The club have called for a formal investigation into the causes of the issues in gaining entry to the stadium, which they described as “unacceptable”.

What about UEFA?

The competition organiser said the turnstiles at the Liverpool end had become blocked by “thousands of fans” who it said “purchased fake tickets which did not work in the turnstiles”.

UEFA said the police had used tear gas in order to disperse the growing numbers building up outside the stadium in the lead up to kick-off.

“UEFA is sympathetic to those affected by these events and will further review these matters urgently together with the French police and authorities, and with the French Football Federation,” its statement concluded.

Have the French authorities commented?

The Paris police prefecture also blamed people either without tickets or with fake tickets who “employed strong force to try to penetrate the perimeter”, causing delays for fans who did have tickets.

“Capitalising on this behaviour, a certain number of people managed to breach the fences protecting the stadium interior,” the police statement continued.

“The rapid intervention of security forces allowed calm to return and helped remove the disruptors from the surroundings of the Stade de France.
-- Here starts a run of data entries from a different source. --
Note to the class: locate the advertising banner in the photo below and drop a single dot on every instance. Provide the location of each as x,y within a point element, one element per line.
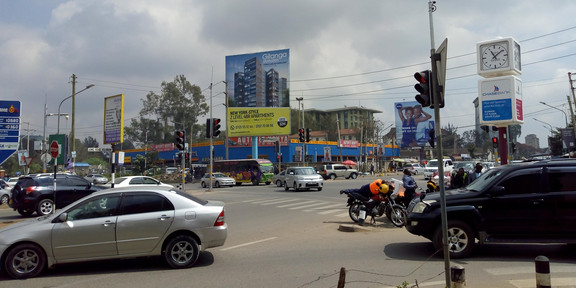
<point>257,93</point>
<point>114,119</point>
<point>413,124</point>
<point>258,121</point>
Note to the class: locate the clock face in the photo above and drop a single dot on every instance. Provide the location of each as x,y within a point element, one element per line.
<point>517,62</point>
<point>494,56</point>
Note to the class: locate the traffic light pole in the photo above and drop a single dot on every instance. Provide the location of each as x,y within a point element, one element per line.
<point>440,155</point>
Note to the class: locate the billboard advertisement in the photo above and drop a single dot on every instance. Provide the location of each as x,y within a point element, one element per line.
<point>257,93</point>
<point>413,124</point>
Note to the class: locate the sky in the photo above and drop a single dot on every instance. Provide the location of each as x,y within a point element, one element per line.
<point>342,53</point>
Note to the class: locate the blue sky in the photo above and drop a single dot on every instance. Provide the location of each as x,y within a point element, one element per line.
<point>342,53</point>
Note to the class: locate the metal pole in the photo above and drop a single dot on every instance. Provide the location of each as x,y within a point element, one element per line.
<point>440,156</point>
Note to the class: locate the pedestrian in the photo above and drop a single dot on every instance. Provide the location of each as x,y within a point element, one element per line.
<point>476,174</point>
<point>409,187</point>
<point>459,180</point>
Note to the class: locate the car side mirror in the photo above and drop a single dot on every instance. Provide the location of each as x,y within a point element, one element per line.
<point>497,190</point>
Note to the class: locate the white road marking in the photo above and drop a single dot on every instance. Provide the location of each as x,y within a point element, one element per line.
<point>249,243</point>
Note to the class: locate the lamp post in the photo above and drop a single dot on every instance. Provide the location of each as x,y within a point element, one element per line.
<point>565,115</point>
<point>60,106</point>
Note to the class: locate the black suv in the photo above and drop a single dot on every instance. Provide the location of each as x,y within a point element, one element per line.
<point>532,202</point>
<point>35,193</point>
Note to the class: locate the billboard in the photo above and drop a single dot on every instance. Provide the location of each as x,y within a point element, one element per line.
<point>114,119</point>
<point>257,93</point>
<point>413,124</point>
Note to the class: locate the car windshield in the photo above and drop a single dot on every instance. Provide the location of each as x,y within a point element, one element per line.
<point>484,180</point>
<point>304,171</point>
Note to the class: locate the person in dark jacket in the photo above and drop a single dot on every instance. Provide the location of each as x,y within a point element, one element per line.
<point>409,187</point>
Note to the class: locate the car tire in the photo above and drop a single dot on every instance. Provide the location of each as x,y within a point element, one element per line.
<point>24,261</point>
<point>181,252</point>
<point>461,239</point>
<point>4,199</point>
<point>25,212</point>
<point>45,207</point>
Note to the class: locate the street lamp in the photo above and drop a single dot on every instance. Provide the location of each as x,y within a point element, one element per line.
<point>59,106</point>
<point>551,129</point>
<point>565,116</point>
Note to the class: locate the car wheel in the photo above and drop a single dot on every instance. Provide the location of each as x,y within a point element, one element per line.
<point>45,207</point>
<point>25,212</point>
<point>181,252</point>
<point>354,211</point>
<point>461,239</point>
<point>24,261</point>
<point>4,199</point>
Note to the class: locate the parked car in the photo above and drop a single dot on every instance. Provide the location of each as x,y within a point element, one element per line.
<point>116,223</point>
<point>431,169</point>
<point>278,179</point>
<point>532,202</point>
<point>415,168</point>
<point>35,193</point>
<point>218,179</point>
<point>96,178</point>
<point>333,171</point>
<point>4,196</point>
<point>138,181</point>
<point>299,178</point>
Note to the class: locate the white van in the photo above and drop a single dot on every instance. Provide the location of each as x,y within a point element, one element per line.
<point>431,169</point>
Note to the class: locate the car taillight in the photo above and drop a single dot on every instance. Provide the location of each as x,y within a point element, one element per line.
<point>220,219</point>
<point>30,189</point>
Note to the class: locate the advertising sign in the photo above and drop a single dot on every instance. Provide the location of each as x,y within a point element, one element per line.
<point>500,101</point>
<point>114,119</point>
<point>258,121</point>
<point>413,124</point>
<point>258,93</point>
<point>9,128</point>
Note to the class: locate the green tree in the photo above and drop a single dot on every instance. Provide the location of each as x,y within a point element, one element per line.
<point>178,106</point>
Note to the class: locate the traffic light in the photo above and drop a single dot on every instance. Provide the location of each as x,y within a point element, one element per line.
<point>432,135</point>
<point>216,127</point>
<point>180,140</point>
<point>208,128</point>
<point>425,98</point>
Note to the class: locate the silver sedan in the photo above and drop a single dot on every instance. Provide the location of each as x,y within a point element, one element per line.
<point>115,223</point>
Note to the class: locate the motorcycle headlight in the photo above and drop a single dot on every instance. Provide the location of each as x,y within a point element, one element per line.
<point>421,206</point>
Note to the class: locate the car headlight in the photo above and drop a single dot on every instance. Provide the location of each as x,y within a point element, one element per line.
<point>421,206</point>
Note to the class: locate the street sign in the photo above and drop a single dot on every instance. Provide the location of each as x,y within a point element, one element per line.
<point>54,149</point>
<point>9,128</point>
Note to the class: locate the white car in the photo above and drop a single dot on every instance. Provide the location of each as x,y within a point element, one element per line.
<point>138,180</point>
<point>96,178</point>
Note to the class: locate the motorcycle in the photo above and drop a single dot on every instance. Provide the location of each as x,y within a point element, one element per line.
<point>383,205</point>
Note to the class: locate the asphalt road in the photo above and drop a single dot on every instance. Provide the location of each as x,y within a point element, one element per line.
<point>292,239</point>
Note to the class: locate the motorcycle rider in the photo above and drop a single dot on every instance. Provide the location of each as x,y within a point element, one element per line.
<point>371,193</point>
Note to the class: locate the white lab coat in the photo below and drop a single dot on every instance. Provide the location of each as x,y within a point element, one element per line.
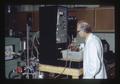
<point>93,65</point>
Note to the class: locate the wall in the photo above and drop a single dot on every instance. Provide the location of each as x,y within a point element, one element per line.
<point>109,37</point>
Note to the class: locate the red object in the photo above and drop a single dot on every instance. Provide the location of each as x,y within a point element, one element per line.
<point>19,70</point>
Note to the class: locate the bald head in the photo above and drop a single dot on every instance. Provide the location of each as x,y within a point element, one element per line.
<point>84,26</point>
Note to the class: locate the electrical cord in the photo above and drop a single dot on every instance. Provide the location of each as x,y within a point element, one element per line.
<point>66,59</point>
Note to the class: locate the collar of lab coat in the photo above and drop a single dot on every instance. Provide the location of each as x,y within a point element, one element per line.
<point>87,39</point>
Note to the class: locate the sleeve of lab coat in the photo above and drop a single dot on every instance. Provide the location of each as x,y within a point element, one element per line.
<point>94,65</point>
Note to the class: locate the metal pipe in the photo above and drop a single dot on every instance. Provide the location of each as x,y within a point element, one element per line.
<point>27,49</point>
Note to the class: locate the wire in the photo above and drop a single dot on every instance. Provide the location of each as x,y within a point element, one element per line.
<point>66,59</point>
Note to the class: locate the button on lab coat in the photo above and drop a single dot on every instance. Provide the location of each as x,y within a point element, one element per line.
<point>93,65</point>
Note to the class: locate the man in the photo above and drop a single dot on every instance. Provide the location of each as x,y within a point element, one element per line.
<point>93,65</point>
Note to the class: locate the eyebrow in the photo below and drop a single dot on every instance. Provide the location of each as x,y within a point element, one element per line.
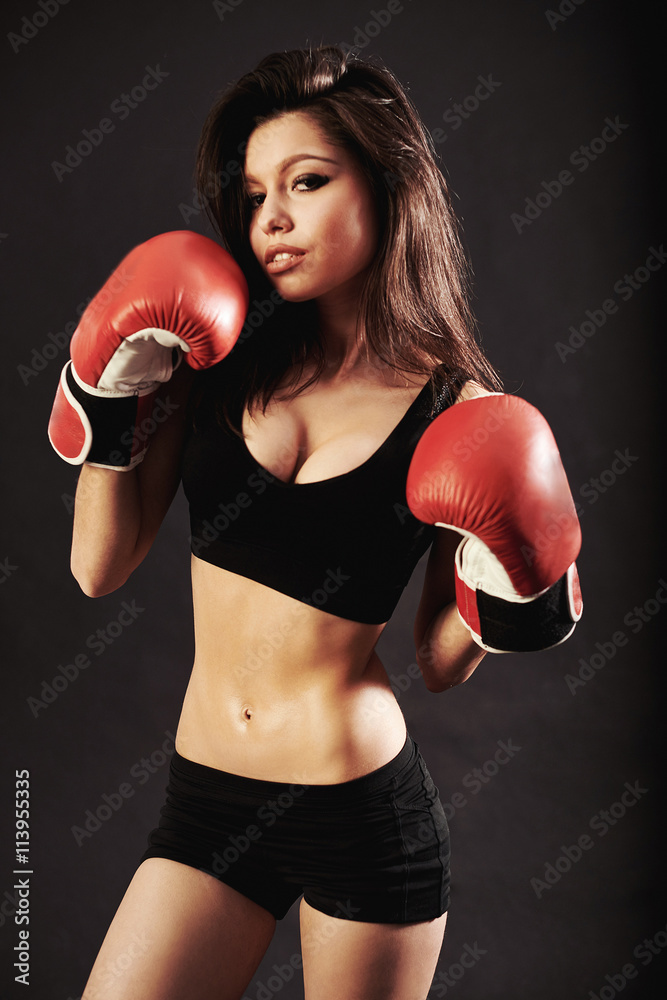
<point>285,164</point>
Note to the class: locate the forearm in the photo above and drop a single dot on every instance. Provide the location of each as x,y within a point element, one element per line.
<point>447,654</point>
<point>107,521</point>
<point>117,514</point>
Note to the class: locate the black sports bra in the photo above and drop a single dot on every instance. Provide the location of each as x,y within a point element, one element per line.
<point>347,545</point>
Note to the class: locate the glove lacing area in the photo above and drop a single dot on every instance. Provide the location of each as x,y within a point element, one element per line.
<point>503,621</point>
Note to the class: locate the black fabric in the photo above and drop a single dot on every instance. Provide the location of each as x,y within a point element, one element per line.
<point>112,420</point>
<point>347,544</point>
<point>373,849</point>
<point>522,628</point>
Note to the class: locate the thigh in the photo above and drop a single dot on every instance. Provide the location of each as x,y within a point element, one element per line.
<point>177,933</point>
<point>353,960</point>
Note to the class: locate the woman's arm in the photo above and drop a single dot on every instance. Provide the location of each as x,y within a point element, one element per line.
<point>117,514</point>
<point>446,653</point>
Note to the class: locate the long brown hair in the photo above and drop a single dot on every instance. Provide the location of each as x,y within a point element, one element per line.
<point>414,310</point>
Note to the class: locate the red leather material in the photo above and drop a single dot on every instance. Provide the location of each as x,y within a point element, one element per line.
<point>178,281</point>
<point>490,466</point>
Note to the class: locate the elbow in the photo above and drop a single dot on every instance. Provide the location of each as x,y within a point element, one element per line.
<point>437,681</point>
<point>436,685</point>
<point>93,583</point>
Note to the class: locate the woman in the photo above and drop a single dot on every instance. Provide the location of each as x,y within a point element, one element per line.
<point>293,771</point>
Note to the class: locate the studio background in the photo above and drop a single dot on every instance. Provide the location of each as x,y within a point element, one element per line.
<point>581,720</point>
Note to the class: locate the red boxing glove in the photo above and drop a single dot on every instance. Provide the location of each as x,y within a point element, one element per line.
<point>489,468</point>
<point>177,294</point>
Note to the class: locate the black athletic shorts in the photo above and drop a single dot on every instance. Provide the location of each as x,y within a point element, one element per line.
<point>375,848</point>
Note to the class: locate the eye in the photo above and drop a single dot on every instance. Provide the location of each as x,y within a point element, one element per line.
<point>309,182</point>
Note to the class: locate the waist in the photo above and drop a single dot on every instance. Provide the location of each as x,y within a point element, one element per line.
<point>283,691</point>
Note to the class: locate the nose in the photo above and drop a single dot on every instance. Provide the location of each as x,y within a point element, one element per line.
<point>273,216</point>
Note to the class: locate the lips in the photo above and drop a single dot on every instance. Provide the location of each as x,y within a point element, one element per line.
<point>282,257</point>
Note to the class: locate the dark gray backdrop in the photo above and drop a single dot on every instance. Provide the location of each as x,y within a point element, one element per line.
<point>544,919</point>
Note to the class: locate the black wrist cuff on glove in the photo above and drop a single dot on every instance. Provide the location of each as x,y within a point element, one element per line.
<point>113,420</point>
<point>526,627</point>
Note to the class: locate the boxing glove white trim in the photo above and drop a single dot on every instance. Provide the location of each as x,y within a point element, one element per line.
<point>81,414</point>
<point>153,362</point>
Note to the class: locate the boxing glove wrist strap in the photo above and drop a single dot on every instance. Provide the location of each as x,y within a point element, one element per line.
<point>105,426</point>
<point>499,619</point>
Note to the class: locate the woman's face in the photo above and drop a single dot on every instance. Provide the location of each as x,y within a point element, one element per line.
<point>313,226</point>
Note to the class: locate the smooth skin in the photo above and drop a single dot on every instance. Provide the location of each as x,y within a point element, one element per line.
<point>314,703</point>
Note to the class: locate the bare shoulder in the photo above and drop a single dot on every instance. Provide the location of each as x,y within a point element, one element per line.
<point>471,390</point>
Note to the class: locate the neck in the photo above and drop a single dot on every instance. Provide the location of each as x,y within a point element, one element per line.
<point>338,319</point>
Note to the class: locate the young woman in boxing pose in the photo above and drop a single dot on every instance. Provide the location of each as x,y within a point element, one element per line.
<point>306,449</point>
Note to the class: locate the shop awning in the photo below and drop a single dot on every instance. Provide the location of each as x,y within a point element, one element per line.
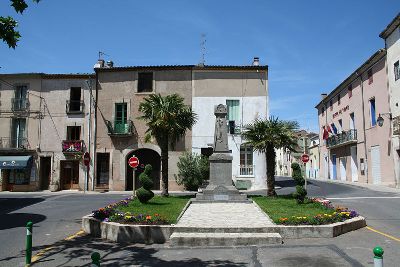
<point>15,162</point>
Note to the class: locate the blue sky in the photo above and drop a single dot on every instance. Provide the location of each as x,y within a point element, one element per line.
<point>310,46</point>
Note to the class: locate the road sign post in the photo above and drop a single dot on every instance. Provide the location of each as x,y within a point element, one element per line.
<point>305,158</point>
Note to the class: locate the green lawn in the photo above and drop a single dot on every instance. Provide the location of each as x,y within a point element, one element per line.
<point>286,206</point>
<point>168,207</point>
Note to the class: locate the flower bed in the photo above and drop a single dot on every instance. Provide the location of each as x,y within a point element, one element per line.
<point>315,211</point>
<point>158,211</point>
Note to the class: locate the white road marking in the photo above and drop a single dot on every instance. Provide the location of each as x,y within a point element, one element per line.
<point>338,198</point>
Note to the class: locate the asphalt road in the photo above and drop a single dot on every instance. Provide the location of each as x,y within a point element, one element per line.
<point>57,216</point>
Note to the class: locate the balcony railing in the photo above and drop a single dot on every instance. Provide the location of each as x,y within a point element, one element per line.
<point>119,128</point>
<point>14,143</point>
<point>19,104</point>
<point>246,170</point>
<point>72,146</point>
<point>74,106</point>
<point>346,137</point>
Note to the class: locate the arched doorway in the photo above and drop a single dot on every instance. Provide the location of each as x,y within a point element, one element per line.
<point>145,156</point>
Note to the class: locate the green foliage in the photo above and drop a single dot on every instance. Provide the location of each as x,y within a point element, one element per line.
<point>167,119</point>
<point>7,24</point>
<point>144,194</point>
<point>193,170</point>
<point>300,193</point>
<point>264,136</point>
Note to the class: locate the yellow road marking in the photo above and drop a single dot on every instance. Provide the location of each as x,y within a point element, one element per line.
<point>389,236</point>
<point>43,251</point>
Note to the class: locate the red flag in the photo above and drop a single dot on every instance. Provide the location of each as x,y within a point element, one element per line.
<point>325,134</point>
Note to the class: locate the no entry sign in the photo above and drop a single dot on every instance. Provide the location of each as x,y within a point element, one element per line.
<point>86,159</point>
<point>133,162</point>
<point>305,158</point>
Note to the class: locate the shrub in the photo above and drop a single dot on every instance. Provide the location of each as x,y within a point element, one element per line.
<point>300,193</point>
<point>193,169</point>
<point>144,194</point>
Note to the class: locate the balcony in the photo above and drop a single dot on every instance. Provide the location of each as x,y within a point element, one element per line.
<point>119,128</point>
<point>20,104</point>
<point>246,170</point>
<point>74,106</point>
<point>72,146</point>
<point>344,138</point>
<point>14,143</point>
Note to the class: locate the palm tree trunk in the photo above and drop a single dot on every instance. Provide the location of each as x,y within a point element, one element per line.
<point>270,160</point>
<point>164,172</point>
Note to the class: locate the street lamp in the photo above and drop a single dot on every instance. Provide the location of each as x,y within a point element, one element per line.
<point>380,119</point>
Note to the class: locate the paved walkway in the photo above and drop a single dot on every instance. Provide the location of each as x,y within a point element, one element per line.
<point>224,215</point>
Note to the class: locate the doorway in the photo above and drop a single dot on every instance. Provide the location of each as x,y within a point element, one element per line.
<point>69,175</point>
<point>145,156</point>
<point>45,172</point>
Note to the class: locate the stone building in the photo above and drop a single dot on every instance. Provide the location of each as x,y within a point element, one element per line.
<point>120,135</point>
<point>353,147</point>
<point>44,131</point>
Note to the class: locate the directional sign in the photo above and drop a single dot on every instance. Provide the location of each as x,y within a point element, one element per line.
<point>86,159</point>
<point>133,162</point>
<point>305,158</point>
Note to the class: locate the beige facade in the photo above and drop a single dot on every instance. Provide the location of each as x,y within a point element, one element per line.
<point>357,149</point>
<point>44,131</point>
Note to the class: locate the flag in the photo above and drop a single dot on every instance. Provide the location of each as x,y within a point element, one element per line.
<point>325,133</point>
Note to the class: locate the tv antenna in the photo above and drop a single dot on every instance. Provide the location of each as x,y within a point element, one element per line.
<point>203,49</point>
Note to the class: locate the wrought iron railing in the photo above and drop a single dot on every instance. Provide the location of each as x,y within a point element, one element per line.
<point>246,170</point>
<point>20,104</point>
<point>14,143</point>
<point>342,138</point>
<point>72,146</point>
<point>74,106</point>
<point>120,128</point>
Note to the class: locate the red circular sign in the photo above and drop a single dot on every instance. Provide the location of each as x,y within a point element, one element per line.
<point>133,162</point>
<point>86,159</point>
<point>305,158</point>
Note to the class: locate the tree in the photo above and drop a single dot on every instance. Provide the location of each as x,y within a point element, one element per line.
<point>167,118</point>
<point>7,24</point>
<point>267,135</point>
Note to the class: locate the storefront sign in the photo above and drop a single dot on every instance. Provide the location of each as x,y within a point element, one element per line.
<point>337,113</point>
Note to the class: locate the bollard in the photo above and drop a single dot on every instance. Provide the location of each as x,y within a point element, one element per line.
<point>378,258</point>
<point>28,251</point>
<point>95,259</point>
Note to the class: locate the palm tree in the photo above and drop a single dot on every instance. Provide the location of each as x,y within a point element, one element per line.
<point>267,135</point>
<point>167,119</point>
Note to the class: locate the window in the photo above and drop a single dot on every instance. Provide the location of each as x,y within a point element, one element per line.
<point>370,76</point>
<point>75,99</point>
<point>246,160</point>
<point>20,101</point>
<point>350,90</point>
<point>373,111</point>
<point>18,134</point>
<point>73,132</point>
<point>233,115</point>
<point>396,71</point>
<point>103,168</point>
<point>121,118</point>
<point>145,82</point>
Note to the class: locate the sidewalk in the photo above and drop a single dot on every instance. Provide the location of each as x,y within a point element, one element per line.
<point>379,188</point>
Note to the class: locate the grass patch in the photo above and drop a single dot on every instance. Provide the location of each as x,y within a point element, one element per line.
<point>168,208</point>
<point>307,213</point>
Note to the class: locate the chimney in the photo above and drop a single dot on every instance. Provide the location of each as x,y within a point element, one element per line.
<point>256,61</point>
<point>110,64</point>
<point>99,64</point>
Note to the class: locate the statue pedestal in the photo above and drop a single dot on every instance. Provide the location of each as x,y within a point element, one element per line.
<point>220,188</point>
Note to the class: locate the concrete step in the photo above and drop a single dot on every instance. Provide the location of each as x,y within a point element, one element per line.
<point>192,229</point>
<point>223,239</point>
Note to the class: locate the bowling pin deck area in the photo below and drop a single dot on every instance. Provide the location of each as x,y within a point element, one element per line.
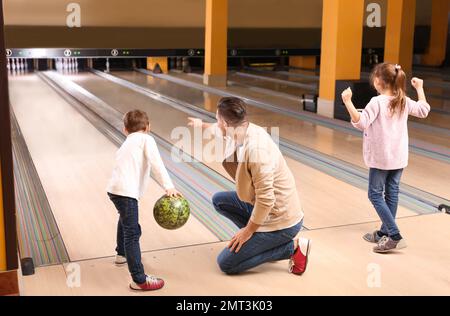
<point>74,164</point>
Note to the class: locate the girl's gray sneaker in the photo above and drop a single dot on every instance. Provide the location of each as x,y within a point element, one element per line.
<point>372,237</point>
<point>387,244</point>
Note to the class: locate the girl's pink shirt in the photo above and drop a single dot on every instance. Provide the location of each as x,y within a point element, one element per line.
<point>386,141</point>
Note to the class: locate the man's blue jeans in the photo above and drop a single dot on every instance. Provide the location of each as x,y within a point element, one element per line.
<point>128,234</point>
<point>384,187</point>
<point>261,247</point>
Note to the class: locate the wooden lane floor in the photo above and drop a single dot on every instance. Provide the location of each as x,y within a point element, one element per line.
<point>74,162</point>
<point>341,263</point>
<point>424,173</point>
<point>326,200</point>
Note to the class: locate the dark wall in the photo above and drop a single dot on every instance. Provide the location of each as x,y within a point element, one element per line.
<point>108,37</point>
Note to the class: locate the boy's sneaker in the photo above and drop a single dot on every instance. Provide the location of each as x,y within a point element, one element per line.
<point>299,261</point>
<point>151,284</point>
<point>373,238</point>
<point>120,261</point>
<point>387,244</point>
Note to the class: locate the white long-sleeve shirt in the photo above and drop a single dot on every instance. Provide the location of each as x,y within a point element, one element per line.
<point>135,160</point>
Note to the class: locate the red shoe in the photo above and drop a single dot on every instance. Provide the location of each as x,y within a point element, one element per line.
<point>151,284</point>
<point>299,261</point>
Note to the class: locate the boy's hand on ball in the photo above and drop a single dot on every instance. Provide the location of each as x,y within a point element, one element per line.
<point>347,95</point>
<point>417,83</point>
<point>173,193</point>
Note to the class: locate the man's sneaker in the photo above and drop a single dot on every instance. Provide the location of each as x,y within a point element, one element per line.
<point>120,260</point>
<point>373,238</point>
<point>387,244</point>
<point>151,284</point>
<point>299,261</point>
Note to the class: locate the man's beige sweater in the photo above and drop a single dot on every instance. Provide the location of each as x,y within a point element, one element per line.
<point>264,180</point>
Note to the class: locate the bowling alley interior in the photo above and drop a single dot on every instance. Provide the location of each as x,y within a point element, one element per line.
<point>110,184</point>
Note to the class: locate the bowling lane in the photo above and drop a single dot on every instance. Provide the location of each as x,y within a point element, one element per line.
<point>334,143</point>
<point>326,200</point>
<point>74,162</point>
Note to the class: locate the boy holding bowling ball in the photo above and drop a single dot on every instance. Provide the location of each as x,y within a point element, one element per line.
<point>135,160</point>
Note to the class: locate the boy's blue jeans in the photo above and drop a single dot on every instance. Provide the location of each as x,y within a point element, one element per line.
<point>261,247</point>
<point>384,187</point>
<point>128,234</point>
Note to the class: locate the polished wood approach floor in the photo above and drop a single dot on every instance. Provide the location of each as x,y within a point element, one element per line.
<point>341,263</point>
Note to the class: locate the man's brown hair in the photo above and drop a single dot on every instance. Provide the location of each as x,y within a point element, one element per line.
<point>136,121</point>
<point>232,110</point>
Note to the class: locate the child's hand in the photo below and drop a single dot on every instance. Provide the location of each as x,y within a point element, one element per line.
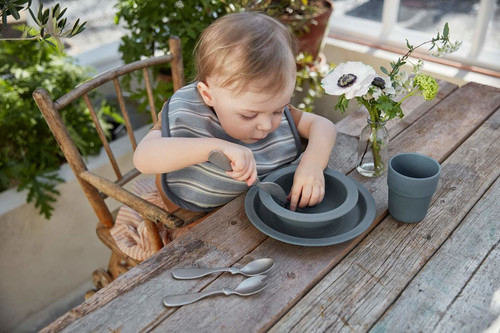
<point>308,186</point>
<point>243,164</point>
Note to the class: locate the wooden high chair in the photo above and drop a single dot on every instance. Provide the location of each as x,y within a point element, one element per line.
<point>97,188</point>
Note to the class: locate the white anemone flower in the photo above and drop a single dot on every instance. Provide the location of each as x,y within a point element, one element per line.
<point>352,78</point>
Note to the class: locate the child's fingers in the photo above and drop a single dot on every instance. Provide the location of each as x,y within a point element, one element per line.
<point>294,197</point>
<point>305,197</point>
<point>317,195</point>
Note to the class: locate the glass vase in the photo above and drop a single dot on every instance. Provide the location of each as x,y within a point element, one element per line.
<point>372,149</point>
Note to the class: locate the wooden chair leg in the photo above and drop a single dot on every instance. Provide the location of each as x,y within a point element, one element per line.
<point>117,266</point>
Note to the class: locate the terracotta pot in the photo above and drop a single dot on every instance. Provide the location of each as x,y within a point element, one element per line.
<point>312,41</point>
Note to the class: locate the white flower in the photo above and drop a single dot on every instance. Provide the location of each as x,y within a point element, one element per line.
<point>352,78</point>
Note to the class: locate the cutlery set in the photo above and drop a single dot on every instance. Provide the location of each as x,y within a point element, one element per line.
<point>252,285</point>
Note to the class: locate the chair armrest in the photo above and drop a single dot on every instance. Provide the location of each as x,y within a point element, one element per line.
<point>147,210</point>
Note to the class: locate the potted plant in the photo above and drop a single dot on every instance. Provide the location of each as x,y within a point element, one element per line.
<point>150,23</point>
<point>29,154</point>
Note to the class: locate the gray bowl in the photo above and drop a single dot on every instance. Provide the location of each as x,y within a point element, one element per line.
<point>341,195</point>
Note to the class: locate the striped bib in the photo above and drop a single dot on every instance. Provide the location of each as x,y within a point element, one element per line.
<point>203,187</point>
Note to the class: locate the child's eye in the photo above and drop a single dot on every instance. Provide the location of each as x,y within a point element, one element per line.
<point>248,117</point>
<point>279,111</point>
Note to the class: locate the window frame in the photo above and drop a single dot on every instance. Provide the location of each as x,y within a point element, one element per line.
<point>388,34</point>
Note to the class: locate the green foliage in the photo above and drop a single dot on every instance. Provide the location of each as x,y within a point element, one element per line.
<point>309,76</point>
<point>300,11</point>
<point>29,154</point>
<point>51,22</point>
<point>150,23</point>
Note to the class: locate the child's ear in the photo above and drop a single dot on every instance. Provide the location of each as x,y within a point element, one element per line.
<point>205,93</point>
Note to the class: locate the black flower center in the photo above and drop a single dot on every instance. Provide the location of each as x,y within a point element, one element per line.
<point>346,80</point>
<point>379,82</point>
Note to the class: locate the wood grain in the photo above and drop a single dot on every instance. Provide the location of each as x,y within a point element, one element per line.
<point>135,299</point>
<point>303,267</point>
<point>357,291</point>
<point>453,292</point>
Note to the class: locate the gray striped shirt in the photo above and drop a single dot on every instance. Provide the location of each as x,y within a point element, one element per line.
<point>202,187</point>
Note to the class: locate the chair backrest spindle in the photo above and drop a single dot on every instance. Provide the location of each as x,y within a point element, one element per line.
<point>126,117</point>
<point>149,90</point>
<point>102,136</point>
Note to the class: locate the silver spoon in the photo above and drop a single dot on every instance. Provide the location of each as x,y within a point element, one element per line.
<point>256,267</point>
<point>219,159</point>
<point>247,287</point>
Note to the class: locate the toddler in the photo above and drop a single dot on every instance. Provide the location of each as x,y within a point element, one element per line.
<point>238,104</point>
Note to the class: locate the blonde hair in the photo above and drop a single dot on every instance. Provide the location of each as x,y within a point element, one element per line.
<point>241,48</point>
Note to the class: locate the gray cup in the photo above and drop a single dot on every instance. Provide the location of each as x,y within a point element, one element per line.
<point>412,180</point>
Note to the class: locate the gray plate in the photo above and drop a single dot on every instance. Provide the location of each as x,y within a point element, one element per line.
<point>347,227</point>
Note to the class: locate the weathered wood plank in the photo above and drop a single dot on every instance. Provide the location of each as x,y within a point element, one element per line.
<point>300,268</point>
<point>211,245</point>
<point>360,288</point>
<point>476,308</point>
<point>414,107</point>
<point>439,298</point>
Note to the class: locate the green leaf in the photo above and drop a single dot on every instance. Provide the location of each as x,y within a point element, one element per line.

This dispersal of spectators took place without difficulties.”

The police reported 68 arrests at the city’s fan zones, where Liverpool supporters said tear gas was deployed immediately after the final whistle.

What happens now?

UEFA and the French authorities will seek to find answers to the problems surrounding the Champions League final
UEFA and the French authorities will seek to find answers to the problems surrounding the Champions League final (Jamie Gardner/PA)

A formal UEFA investigation must surely be commissioned into the events surrounding Saturday night’s chaos, just as one was after the Euro 2020 final at Wembley last summer.